Suspicious man flees high school after confrontation - News weather sports for Youngstown-Warren Ohio

Suspicious man flees high school after confrontation

SALEM, Ohio - A man was arrested and charged with criminal trespassing after he entered Salem High School on Tuesday morning then fled when school authorities questioned him.

Before the first bell rang, just as students arrived for classes, at approximately 7:20 on Tuesday morning, the principal spotted a man who looked and acted suspicious. The man was standing inside the main entrance to the school.

When asked what he was doing, the man replied that he needed to get to the main office, but  that not where he was headed, says Hank Brock, assistant Principal and dean of students.

"Dr. Shivers observed this individual and he did not stop at the main office," Brock explains. "He continued to go toward the cafeteria area where we have students."

As the man approached the cafeteria, a staff member highly qualified in security, and in the school for just that reason, asked the man for identification and demanded to know why he was in the building.

"The individual refused to stop," Brock says. "Our staff member chased him through the cafeteria out the back doors and then followed him in his truck."

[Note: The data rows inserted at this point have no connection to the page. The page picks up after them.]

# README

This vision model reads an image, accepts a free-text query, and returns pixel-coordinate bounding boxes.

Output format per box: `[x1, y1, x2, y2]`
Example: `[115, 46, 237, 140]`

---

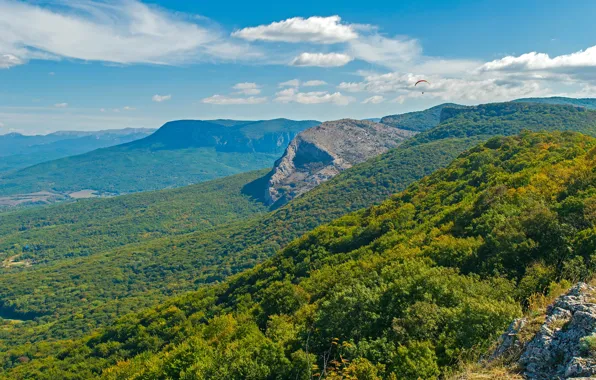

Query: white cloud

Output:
[302, 80, 327, 87]
[362, 95, 385, 104]
[201, 95, 267, 105]
[480, 46, 596, 71]
[290, 53, 354, 67]
[151, 94, 172, 103]
[279, 79, 300, 87]
[233, 82, 261, 95]
[275, 88, 354, 106]
[232, 16, 358, 44]
[0, 0, 259, 68]
[0, 53, 25, 69]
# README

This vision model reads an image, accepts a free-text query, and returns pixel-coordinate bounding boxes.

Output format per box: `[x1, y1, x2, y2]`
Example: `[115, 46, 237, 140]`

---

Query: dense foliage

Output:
[515, 96, 596, 109]
[0, 170, 266, 267]
[0, 119, 318, 195]
[0, 104, 596, 350]
[0, 128, 154, 173]
[380, 103, 461, 132]
[405, 102, 596, 146]
[4, 132, 596, 379]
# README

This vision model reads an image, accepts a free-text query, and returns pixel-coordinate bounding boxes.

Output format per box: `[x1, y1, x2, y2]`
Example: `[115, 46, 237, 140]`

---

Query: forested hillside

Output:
[0, 170, 267, 266]
[515, 96, 596, 109]
[0, 128, 155, 173]
[0, 119, 319, 199]
[379, 103, 463, 132]
[0, 100, 596, 360]
[4, 132, 596, 379]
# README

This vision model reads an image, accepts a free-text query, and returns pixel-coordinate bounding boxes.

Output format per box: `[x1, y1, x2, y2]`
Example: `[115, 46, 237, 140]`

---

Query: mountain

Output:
[0, 103, 596, 350]
[4, 130, 596, 379]
[0, 128, 155, 175]
[265, 119, 413, 205]
[514, 96, 596, 109]
[0, 119, 319, 202]
[380, 103, 463, 132]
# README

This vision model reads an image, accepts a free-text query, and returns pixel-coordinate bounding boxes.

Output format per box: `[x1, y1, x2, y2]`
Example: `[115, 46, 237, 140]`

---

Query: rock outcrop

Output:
[491, 283, 596, 380]
[265, 119, 414, 205]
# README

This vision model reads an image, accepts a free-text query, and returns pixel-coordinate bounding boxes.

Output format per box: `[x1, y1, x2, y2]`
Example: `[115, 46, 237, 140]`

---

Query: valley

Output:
[0, 102, 596, 378]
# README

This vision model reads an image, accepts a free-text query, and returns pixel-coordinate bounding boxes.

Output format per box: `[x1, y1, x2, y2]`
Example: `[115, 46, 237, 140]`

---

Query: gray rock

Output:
[519, 283, 596, 379]
[265, 119, 415, 204]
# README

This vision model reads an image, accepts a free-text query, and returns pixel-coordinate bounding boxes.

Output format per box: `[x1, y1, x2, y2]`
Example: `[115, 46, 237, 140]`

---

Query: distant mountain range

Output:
[0, 119, 320, 203]
[0, 128, 155, 173]
[0, 99, 596, 378]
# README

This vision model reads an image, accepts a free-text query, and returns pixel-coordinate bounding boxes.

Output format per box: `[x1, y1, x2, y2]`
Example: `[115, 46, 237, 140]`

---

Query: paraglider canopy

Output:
[414, 79, 430, 94]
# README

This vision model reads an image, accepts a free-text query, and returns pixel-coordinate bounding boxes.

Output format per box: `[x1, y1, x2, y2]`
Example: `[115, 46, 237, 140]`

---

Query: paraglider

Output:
[414, 79, 430, 94]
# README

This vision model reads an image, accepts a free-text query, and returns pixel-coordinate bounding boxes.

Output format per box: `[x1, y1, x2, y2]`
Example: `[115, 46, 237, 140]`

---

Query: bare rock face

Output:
[490, 283, 596, 380]
[519, 283, 596, 379]
[265, 119, 414, 205]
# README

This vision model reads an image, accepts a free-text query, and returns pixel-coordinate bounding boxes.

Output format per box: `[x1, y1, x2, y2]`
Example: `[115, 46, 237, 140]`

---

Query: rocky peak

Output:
[492, 283, 596, 379]
[265, 119, 414, 205]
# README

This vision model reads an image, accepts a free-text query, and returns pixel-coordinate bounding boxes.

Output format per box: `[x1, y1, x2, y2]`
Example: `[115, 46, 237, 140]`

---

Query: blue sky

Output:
[0, 0, 596, 134]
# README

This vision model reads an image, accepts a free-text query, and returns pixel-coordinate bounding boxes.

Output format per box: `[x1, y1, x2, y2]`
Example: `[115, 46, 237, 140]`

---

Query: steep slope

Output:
[380, 103, 462, 132]
[9, 132, 596, 379]
[0, 120, 318, 195]
[265, 119, 413, 205]
[0, 104, 596, 350]
[0, 128, 155, 173]
[0, 170, 267, 266]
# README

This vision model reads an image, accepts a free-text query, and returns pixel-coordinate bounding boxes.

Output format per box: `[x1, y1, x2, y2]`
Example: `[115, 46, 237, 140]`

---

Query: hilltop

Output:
[0, 119, 319, 200]
[0, 104, 596, 350]
[0, 128, 155, 175]
[264, 119, 414, 207]
[5, 132, 596, 379]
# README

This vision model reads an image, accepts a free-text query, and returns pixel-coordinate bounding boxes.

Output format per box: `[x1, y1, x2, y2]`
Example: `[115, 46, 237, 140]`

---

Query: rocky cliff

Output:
[491, 283, 596, 380]
[265, 119, 414, 205]
[126, 119, 320, 154]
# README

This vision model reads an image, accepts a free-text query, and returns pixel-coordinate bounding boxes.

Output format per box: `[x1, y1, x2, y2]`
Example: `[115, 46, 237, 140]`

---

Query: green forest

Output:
[0, 104, 596, 352]
[0, 103, 596, 378]
[4, 132, 596, 379]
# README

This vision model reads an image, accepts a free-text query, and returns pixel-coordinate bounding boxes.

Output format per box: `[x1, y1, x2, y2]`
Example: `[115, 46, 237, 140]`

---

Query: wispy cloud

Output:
[275, 88, 355, 106]
[232, 16, 358, 44]
[302, 80, 327, 87]
[201, 95, 267, 105]
[279, 79, 300, 87]
[290, 53, 354, 67]
[481, 46, 596, 71]
[0, 0, 258, 68]
[232, 82, 261, 95]
[151, 94, 172, 103]
[362, 95, 385, 104]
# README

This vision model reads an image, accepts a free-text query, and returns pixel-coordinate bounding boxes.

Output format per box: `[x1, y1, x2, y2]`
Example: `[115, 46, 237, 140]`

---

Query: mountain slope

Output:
[514, 96, 596, 109]
[0, 120, 318, 195]
[264, 119, 413, 205]
[5, 132, 596, 379]
[0, 128, 155, 173]
[380, 103, 462, 132]
[0, 170, 267, 266]
[0, 104, 596, 350]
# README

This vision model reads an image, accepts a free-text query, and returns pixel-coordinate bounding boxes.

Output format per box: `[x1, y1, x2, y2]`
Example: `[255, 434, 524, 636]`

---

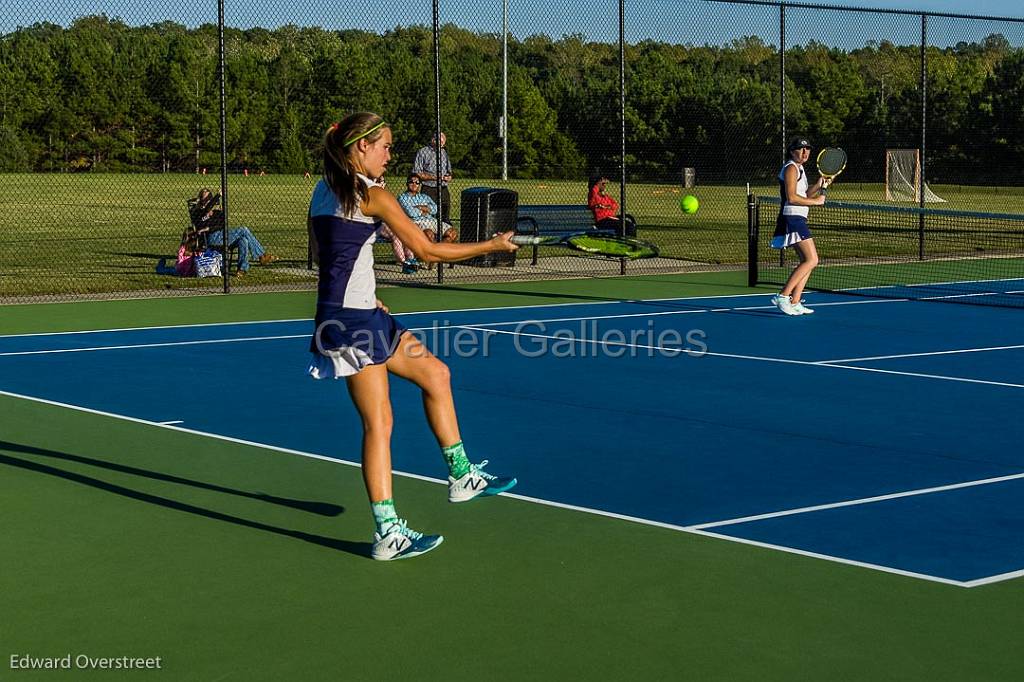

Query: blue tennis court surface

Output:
[0, 294, 1024, 587]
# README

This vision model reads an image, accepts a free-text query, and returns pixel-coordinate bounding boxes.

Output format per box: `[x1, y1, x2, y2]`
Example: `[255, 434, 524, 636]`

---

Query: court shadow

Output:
[0, 448, 372, 557]
[0, 440, 345, 516]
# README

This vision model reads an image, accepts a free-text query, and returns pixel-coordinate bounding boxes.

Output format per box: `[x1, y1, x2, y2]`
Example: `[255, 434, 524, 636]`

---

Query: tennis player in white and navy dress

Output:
[771, 159, 811, 249]
[309, 174, 407, 379]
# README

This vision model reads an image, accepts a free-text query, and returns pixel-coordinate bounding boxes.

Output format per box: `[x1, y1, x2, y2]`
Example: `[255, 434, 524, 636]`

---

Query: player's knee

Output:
[429, 357, 452, 391]
[362, 413, 394, 438]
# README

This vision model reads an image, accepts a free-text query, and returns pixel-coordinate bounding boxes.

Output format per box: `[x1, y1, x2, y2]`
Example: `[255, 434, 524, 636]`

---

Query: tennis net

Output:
[748, 196, 1024, 307]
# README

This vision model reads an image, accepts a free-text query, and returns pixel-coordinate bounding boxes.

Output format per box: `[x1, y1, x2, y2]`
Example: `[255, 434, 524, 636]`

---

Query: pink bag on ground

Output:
[174, 244, 196, 278]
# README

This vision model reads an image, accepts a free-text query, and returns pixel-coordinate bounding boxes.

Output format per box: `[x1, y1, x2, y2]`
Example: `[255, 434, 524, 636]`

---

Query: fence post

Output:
[918, 14, 928, 260]
[746, 190, 761, 287]
[778, 4, 785, 157]
[217, 0, 231, 294]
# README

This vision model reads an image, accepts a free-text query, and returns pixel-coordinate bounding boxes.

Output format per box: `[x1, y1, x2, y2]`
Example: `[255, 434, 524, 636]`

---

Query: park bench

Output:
[515, 204, 632, 265]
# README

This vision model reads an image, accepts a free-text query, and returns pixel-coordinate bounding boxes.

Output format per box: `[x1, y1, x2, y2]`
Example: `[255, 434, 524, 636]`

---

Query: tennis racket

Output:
[818, 146, 846, 195]
[512, 232, 660, 260]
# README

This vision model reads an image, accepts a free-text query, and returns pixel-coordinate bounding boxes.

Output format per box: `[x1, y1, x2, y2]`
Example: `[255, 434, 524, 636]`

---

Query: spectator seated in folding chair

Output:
[188, 187, 278, 275]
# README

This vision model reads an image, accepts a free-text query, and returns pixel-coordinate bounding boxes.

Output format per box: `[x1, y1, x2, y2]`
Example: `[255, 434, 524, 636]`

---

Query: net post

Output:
[746, 193, 761, 287]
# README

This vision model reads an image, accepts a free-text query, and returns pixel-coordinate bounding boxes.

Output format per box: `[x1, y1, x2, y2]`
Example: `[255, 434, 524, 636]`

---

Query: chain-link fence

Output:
[0, 0, 1024, 302]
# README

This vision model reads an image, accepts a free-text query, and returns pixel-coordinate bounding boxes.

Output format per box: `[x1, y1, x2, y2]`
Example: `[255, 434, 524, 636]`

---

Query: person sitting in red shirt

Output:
[587, 175, 637, 237]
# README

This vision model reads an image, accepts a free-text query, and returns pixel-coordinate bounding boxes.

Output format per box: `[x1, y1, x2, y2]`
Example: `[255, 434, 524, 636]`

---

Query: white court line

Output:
[455, 325, 1024, 388]
[0, 390, 1024, 588]
[963, 570, 1024, 587]
[0, 334, 309, 357]
[0, 299, 894, 357]
[0, 310, 1024, 388]
[0, 294, 910, 339]
[816, 344, 1024, 365]
[686, 473, 1024, 530]
[0, 294, 790, 339]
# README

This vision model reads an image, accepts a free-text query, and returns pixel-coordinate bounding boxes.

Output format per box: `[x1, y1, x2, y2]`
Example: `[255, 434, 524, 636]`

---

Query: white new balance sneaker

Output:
[771, 294, 802, 315]
[372, 518, 444, 561]
[449, 460, 517, 502]
[793, 301, 814, 315]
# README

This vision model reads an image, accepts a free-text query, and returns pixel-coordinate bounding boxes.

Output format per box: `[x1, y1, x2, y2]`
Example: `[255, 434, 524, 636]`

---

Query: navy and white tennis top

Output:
[778, 159, 808, 218]
[309, 174, 381, 309]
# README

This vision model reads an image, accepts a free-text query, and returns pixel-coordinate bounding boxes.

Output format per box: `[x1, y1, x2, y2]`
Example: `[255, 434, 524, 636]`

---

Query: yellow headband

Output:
[342, 121, 387, 146]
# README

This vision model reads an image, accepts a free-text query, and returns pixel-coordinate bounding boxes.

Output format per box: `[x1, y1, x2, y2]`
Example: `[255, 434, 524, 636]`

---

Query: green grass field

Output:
[0, 278, 1024, 682]
[0, 173, 1024, 299]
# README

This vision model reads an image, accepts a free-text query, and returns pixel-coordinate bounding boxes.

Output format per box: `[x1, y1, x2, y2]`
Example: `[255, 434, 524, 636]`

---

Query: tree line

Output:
[0, 15, 1024, 184]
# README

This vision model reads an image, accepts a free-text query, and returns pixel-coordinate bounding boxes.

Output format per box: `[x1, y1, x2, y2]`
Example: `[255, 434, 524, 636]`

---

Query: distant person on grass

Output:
[587, 175, 637, 237]
[309, 112, 517, 560]
[413, 132, 452, 223]
[771, 137, 825, 315]
[398, 173, 459, 266]
[189, 187, 278, 276]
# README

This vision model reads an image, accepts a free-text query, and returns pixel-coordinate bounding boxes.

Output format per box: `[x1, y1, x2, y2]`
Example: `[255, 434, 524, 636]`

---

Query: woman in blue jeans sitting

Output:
[191, 187, 278, 274]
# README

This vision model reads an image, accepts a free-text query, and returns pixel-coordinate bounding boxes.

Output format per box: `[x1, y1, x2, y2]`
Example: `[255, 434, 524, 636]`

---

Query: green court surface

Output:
[0, 272, 1024, 681]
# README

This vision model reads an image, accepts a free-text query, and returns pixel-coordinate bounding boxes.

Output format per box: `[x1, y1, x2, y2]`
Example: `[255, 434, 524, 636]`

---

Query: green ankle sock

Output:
[370, 499, 398, 535]
[441, 440, 470, 478]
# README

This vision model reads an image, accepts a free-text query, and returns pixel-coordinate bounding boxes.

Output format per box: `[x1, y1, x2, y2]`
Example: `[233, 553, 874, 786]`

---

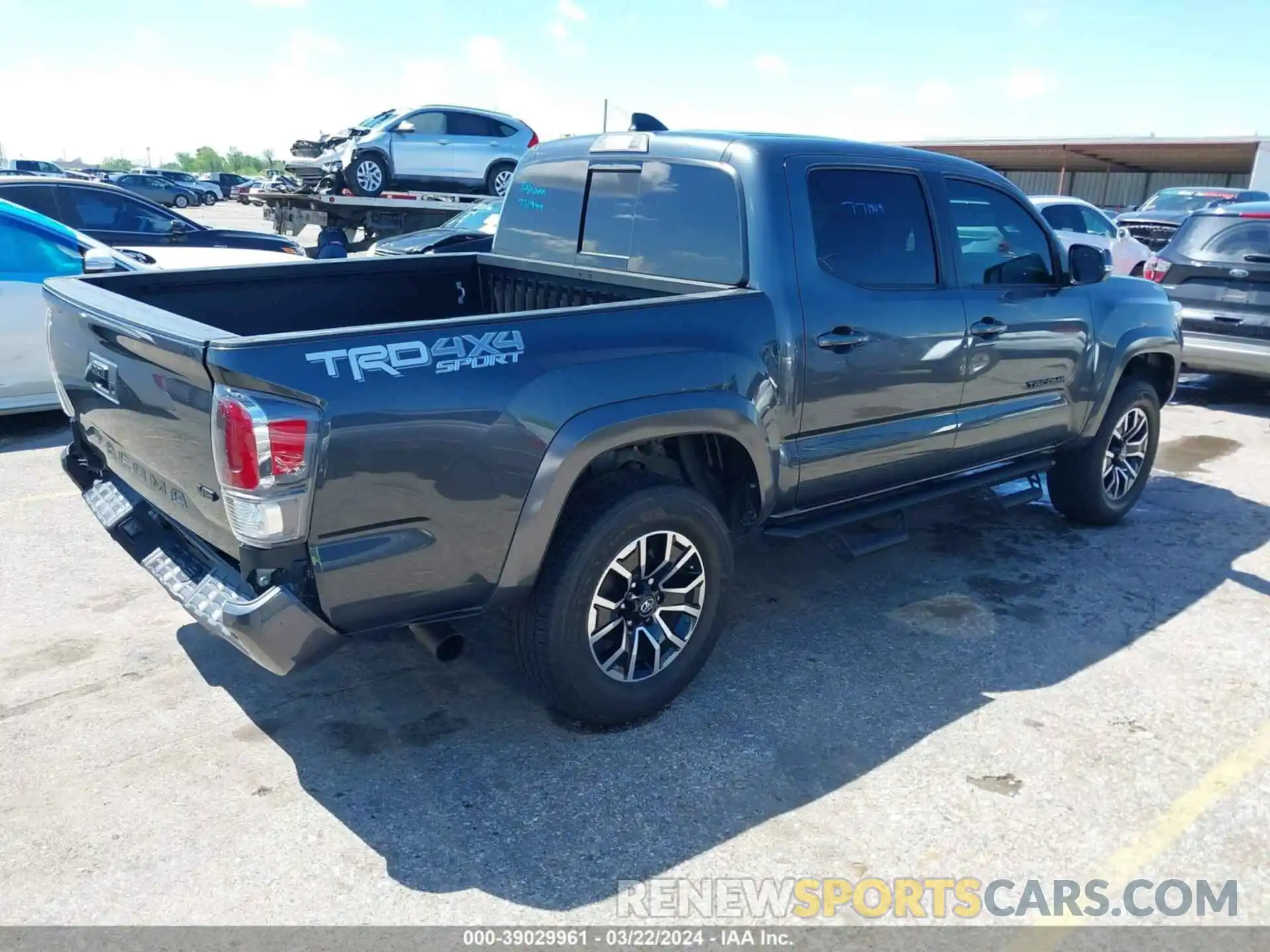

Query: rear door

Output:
[786, 156, 966, 506]
[1164, 211, 1270, 341]
[940, 175, 1091, 468]
[446, 110, 504, 182]
[389, 109, 454, 179]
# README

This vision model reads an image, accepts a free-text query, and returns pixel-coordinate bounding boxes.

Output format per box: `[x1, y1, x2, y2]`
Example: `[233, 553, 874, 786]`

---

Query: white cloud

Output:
[917, 80, 956, 105]
[559, 0, 587, 23]
[468, 37, 507, 72]
[754, 54, 790, 76]
[1006, 66, 1058, 100]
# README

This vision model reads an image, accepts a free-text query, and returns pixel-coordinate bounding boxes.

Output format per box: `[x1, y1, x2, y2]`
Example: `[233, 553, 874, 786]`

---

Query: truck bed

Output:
[71, 254, 720, 337]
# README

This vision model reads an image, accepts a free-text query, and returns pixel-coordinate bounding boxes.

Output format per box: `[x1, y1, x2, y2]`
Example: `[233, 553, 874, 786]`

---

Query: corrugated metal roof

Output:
[897, 138, 1262, 174]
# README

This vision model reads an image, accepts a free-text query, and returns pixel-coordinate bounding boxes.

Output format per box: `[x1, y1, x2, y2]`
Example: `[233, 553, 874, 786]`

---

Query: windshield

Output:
[1138, 188, 1240, 212]
[441, 202, 503, 235]
[1172, 214, 1270, 264]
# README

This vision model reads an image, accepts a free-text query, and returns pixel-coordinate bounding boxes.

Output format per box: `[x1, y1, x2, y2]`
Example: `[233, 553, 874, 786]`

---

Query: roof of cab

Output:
[537, 130, 1005, 182]
[0, 198, 79, 245]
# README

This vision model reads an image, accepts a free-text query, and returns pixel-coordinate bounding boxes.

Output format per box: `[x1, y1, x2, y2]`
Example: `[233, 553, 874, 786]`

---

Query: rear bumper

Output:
[62, 444, 345, 674]
[1183, 330, 1270, 377]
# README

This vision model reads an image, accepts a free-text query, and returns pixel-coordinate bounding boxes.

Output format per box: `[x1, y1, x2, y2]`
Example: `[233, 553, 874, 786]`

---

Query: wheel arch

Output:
[494, 391, 779, 602]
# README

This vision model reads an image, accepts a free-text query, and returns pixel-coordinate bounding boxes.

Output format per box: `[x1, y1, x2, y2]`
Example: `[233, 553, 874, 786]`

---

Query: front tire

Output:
[1045, 377, 1160, 526]
[513, 472, 733, 726]
[344, 153, 389, 198]
[485, 163, 516, 198]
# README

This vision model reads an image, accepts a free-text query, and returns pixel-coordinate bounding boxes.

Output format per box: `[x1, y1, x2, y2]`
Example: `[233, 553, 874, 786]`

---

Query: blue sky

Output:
[0, 0, 1270, 161]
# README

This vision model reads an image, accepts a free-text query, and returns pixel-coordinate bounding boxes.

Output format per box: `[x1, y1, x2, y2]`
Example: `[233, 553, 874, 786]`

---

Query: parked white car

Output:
[1031, 196, 1151, 277]
[0, 198, 309, 414]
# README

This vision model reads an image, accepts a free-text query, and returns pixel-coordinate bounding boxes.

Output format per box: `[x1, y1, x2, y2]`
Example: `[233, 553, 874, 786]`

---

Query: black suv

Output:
[1143, 202, 1270, 377]
[1115, 185, 1270, 251]
[0, 175, 305, 255]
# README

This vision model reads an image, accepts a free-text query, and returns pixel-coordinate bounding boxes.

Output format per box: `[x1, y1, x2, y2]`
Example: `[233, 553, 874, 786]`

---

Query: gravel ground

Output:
[0, 376, 1270, 924]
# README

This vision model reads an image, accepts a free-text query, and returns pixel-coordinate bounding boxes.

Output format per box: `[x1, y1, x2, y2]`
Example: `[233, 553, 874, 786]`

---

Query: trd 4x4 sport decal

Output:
[305, 330, 525, 382]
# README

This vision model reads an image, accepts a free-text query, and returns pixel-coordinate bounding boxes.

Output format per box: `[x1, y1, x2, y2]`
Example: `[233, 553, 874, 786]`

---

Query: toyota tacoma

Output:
[46, 132, 1181, 723]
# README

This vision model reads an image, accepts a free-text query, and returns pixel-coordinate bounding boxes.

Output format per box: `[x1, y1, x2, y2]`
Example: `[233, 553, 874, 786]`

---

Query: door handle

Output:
[816, 327, 871, 353]
[970, 317, 1009, 340]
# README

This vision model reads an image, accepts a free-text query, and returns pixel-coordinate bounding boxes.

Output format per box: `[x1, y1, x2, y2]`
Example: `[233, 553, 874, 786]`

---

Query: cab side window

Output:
[806, 169, 939, 287]
[946, 179, 1056, 286]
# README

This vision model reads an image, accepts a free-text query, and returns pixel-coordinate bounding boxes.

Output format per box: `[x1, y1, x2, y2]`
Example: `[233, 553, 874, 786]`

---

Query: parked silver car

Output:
[322, 105, 538, 198]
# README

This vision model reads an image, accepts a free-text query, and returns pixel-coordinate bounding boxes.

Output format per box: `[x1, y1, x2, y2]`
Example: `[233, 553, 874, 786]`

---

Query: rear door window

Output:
[494, 159, 745, 284]
[806, 169, 939, 287]
[0, 185, 61, 221]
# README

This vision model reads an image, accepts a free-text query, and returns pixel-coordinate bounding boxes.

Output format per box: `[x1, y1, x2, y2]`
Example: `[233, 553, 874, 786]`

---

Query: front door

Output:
[391, 109, 454, 179]
[787, 157, 966, 508]
[943, 177, 1091, 468]
[57, 184, 184, 247]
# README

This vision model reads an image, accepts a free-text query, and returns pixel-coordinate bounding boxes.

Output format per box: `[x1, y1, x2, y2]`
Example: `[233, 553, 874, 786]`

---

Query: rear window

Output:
[494, 159, 745, 284]
[1171, 214, 1270, 262]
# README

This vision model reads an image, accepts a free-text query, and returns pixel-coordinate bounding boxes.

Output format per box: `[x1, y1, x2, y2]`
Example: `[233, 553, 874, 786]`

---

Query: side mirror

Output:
[84, 247, 114, 274]
[1067, 245, 1110, 284]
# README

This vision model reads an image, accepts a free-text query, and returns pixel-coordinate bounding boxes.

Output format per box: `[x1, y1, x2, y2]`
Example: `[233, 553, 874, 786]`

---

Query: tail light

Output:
[1142, 255, 1173, 284]
[212, 383, 321, 546]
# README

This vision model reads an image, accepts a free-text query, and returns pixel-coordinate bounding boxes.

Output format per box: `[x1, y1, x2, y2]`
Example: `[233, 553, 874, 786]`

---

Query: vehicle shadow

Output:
[1172, 373, 1270, 418]
[0, 410, 71, 453]
[179, 476, 1270, 910]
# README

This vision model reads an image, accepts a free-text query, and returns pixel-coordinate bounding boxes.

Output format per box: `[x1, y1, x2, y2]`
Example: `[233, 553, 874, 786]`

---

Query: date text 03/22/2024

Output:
[464, 927, 794, 948]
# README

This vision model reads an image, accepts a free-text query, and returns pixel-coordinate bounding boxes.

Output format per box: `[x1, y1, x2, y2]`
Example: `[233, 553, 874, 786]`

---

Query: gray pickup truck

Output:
[46, 132, 1181, 723]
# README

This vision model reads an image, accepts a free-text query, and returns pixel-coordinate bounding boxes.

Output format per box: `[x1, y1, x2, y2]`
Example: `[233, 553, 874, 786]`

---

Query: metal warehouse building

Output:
[903, 138, 1270, 208]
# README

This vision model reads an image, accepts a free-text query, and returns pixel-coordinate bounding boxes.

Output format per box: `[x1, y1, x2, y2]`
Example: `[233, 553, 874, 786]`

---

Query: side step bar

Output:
[763, 457, 1054, 543]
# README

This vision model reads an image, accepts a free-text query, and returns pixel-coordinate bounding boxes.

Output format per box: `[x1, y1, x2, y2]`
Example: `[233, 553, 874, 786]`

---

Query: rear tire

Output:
[485, 163, 516, 198]
[1045, 377, 1160, 526]
[513, 472, 733, 726]
[344, 152, 389, 198]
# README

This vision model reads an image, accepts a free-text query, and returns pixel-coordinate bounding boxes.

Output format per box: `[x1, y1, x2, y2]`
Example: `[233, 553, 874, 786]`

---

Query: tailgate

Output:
[44, 277, 237, 552]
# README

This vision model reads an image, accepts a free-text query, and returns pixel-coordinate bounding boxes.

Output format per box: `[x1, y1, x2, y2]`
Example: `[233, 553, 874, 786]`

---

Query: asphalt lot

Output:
[0, 376, 1270, 924]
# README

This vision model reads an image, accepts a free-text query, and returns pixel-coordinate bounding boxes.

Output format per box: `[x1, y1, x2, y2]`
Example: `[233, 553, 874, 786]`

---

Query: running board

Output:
[763, 457, 1054, 540]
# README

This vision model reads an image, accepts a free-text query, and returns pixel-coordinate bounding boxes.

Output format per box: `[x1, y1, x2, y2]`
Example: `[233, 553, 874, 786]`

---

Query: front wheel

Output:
[1045, 377, 1160, 526]
[513, 473, 733, 726]
[344, 155, 389, 198]
[485, 163, 516, 198]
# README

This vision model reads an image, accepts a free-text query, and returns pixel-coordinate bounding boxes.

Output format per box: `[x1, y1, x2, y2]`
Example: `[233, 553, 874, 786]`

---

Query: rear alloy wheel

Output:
[513, 471, 733, 726]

Once staff members made sure that the suspect was out of the building, and that students were safe, they contacted 911, all the while following the suspect until his arrest.

The man, now identified by Salem police as 26-year-old Mark Knight Jr., did not appear to have a weapon and never threatened anyone, but school officials say the former student had no good reason for being there and that's something that won't be tolerated at a time when there are heightened concerns about school security.

"He lied about his intentions here, he lied about his name, he lied about who he was coming to see at one point," Brock says.

Whatever his reason for entering the school, school administrators say new school security measures put in place last August worked.

"The procedures in place worked extremely well," Brock says. "Within 30 seconds, the kid was out of the building."